CJK Symbols and Punctuation

  omit:    302A..302F

  reason:  These are tone mark annotations only used in nonstandard
           annotations of Han characters or Hangul. They are not
           part of either standard CJK orthographies or the commonly
           encountered Latin transliterations for Chinese or Korean.

  omit:    3031..3035, 303B..303C

  reason:  While these are not combining marks, they should also be
           omitted from the inclusions list. 3031..3035 are special
           character forms only appropriate for vertically-rendered
           text and inappropriate for internet identifiers. 303B
           is another vertical rendering form.
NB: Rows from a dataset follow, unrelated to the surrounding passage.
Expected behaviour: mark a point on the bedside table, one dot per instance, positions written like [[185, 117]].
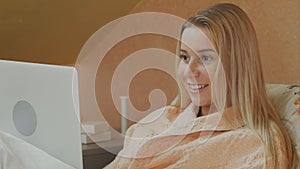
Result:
[[96, 157]]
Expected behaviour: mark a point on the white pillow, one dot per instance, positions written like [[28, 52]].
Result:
[[286, 100]]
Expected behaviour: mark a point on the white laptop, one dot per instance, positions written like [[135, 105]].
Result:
[[40, 104]]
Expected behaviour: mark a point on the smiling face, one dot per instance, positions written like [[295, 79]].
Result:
[[198, 63]]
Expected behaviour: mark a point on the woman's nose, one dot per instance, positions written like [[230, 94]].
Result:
[[193, 69]]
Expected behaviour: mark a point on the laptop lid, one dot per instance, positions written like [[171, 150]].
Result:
[[39, 103]]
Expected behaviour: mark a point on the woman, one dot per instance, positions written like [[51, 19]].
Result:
[[222, 117]]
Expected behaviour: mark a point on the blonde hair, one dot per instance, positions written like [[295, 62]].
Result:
[[233, 36]]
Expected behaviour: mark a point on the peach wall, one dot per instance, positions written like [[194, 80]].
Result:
[[277, 26]]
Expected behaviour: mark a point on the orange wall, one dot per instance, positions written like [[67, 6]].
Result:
[[277, 26]]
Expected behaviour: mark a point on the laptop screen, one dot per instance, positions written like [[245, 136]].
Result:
[[39, 103]]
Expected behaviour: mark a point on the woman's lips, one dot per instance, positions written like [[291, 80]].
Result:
[[197, 88]]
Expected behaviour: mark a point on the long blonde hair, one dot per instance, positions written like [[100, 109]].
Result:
[[233, 36]]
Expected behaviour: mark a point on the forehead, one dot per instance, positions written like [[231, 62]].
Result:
[[195, 38]]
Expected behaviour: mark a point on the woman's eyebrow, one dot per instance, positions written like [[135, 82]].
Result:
[[205, 50]]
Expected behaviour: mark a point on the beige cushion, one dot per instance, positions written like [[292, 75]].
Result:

And 303C is an
           abbreviatory symbol that happens to equate to "masu"
           in Japanese, but is not a part of the regular orthography
           of Japanese.

Combining Half Marks

  omit:    FE20..FE23

  reason:  These are compatibility half forms, used only in the
           mapping of certain legacy bibliographic character encodings.
           They are not appropriate for normal Unicode text representation.

Arabic Presentation Forms-B

  omit:    FE73

  reason:  This is another oddball compatibility character, encoded only
           for transcoding to some old IBM code pages, but which doesn't
           have any compatibility decomposition mapping, and so which
           didn't get filtered by the NFKC(cp) != cp criterion. It should
           simply be omitted by exception here because it is
           inappropriate for use in internet identifiers.